El día que conocí la nieve supe que aquel dolor de la infancia, —esa queja que hace eco desde un punto frágil y remoto bajo nuestros pechos—, seguía ahí, respirando a través de mis heridas, apareciéndose en pesadillas y suspiros, dejándome muy claro que no estaba listo para irse. Esto es lo que ocurre: los fenómenos físicos pueden abrir heridas metafísicas, pero sólo a la gente que tiene la mala costumbre de andar metaforizando todo. Esa que no se conforma con que las cosas sean algo y ya, de que los recuerdos pasan y quedan y ya, de que los muertos nunca regresan, de que los animales no hablan, de que las ventanas son sólo ventanas y no portales hacia mundos extraños. Esa maldita gente a la que yo pertenezco y para quienes el amor de este mundo nunca es suficiente.

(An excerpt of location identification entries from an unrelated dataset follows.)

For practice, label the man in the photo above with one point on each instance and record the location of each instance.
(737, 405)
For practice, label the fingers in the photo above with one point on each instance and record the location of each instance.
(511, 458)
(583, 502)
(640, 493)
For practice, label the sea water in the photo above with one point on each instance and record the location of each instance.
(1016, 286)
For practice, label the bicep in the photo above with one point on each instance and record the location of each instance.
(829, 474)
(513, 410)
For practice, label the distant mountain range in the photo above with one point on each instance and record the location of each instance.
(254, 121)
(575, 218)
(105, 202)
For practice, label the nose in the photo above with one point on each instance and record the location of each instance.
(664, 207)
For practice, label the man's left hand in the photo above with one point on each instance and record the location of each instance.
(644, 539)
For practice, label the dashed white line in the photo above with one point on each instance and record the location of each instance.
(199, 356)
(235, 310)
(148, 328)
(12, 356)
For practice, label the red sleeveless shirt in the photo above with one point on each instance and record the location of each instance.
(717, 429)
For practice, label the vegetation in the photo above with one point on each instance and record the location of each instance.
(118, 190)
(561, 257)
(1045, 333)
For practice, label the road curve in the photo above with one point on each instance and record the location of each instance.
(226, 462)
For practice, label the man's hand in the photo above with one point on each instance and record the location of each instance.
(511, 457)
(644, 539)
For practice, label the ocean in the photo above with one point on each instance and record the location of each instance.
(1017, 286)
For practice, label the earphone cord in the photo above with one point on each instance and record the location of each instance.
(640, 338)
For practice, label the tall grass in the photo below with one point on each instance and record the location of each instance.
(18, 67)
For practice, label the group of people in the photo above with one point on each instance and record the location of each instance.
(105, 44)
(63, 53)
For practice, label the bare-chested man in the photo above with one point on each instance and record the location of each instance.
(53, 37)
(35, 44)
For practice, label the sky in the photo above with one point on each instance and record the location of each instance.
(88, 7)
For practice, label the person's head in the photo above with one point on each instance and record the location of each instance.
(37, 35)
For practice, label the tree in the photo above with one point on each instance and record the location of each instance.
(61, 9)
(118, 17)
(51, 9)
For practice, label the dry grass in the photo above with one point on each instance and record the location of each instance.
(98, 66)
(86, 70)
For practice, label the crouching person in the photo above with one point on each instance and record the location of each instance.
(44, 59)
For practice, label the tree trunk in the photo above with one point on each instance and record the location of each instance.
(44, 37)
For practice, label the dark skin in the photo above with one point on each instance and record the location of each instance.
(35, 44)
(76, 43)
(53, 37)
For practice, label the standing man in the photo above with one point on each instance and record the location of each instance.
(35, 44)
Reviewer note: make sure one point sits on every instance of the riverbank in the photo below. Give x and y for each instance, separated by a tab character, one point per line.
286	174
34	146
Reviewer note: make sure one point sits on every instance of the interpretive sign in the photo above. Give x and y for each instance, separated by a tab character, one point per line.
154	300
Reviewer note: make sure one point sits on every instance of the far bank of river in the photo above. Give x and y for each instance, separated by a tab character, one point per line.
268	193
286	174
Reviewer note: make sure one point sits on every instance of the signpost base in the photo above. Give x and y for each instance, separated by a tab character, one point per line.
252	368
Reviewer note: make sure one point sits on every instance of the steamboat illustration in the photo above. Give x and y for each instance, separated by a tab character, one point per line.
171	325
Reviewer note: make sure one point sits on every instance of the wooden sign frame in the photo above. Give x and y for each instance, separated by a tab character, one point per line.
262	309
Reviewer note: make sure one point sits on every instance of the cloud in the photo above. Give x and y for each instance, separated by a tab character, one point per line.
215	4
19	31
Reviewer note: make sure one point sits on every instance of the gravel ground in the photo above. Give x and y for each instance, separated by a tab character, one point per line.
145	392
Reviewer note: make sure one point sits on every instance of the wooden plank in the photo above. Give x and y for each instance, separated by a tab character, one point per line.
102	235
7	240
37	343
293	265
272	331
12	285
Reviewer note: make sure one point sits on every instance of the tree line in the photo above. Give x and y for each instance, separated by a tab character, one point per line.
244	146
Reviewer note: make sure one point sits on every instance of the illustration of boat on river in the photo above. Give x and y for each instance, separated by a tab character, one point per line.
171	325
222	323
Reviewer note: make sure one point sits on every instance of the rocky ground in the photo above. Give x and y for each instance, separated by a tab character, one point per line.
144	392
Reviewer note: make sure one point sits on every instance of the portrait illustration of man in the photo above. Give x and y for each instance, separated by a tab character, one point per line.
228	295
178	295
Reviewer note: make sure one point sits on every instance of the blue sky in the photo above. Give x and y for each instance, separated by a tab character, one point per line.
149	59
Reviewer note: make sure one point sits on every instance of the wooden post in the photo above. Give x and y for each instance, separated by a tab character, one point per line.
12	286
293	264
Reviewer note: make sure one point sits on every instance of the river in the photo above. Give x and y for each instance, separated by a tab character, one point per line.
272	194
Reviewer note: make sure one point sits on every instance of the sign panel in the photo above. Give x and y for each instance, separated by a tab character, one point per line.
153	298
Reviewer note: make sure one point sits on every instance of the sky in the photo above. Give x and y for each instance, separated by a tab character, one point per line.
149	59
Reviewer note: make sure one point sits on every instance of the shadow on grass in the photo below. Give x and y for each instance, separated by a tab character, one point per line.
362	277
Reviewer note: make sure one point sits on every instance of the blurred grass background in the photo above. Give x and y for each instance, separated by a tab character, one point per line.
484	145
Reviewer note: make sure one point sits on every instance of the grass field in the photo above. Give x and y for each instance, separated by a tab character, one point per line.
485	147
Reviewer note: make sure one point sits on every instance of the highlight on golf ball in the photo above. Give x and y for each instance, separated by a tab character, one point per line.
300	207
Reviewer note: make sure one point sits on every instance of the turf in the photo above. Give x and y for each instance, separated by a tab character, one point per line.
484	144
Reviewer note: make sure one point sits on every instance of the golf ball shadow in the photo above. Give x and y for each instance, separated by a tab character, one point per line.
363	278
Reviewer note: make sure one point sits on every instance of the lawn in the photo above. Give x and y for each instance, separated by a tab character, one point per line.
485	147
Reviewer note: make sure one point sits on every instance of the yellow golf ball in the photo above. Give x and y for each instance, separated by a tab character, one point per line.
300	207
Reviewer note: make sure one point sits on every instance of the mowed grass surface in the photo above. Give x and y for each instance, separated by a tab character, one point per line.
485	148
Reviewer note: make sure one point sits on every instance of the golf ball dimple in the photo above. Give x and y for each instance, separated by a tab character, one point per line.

Recuerdo caminar despreocupado, arrastrando mis pies con los audífonos a tope. Habían sido días nublados con vientos fuertes y afilados que acuchillaban el rostro. Llevaba meses esperando el invierno como en una especie de ensueño; no sólo porque, lógicamente, en mi país natal era imposible que nevara y resultaría un fenómeno interesante de ver, sino, más bien, por descubrir cuál era aquella magia que sentían todos los que veían la nieve caer por primera vez.
En el fondo, como siempre, lo que me empujaba era el miedo de no poder sentirla.

Subí por las escaleras para salir de la estación subterránea y el cielo seguía profundamente gris, tan denso como si estuviera a punto de llover. Pero nunca llovía, y yo siempre me encontraba agitado por la costumbre de huirle a las tormentas. Resultaba extraño el caminar tan apresurado por la expectativa de que las nubes reventaran, sin aviso alguno, pero con la seguridad de que no sería así. Era tan paradójico como frustrante. Finalmente, vi que algo descendía de los cielos y durante un segundo o menos que eso, pensé en gotas de lluvia que bajaban en cámara lenta, haciendo espirales, llegando como en paracaídas. Imágenes que pronto se desvanecieron con el primer copo que se desintegró, suave y cálido, sobre mi frente.  Desnudé mi mano del guante que la cubría y extendí mis dedos bajo la primera tormenta de nieve. Poco a poco, se me fueron enrojeciendo, y el frío, —debido una regla física que ignoro pero que, probablemente, al final de cuentas no tenga ningún sentido—, empezó a quemarme. Sí, el frío quemaba. Y aquel descubrimiento dulce, aquel asombro tierno del niño que siempre se asoma a mis ojos, se intensificaba. Pensé, «obvio que te quemaría, ¿acaso nunca intentaste sostener un cubo de hielo entre las palmas de tus manos? ¿nunca le sostuviste algo helado a alguien más, sin sentir que debías cambiar el objeto de una mano a otra?», aun así, seguía sorprendido.

Así supe que podía sentir la magia, pero de forma diferente, como si desde el fondo insondable de lo mágico, algo más doloroso se escondiera. Después descubriría que el asombro no dura más que ese dolor, o seguramente, que son dos caras de la misma moneda.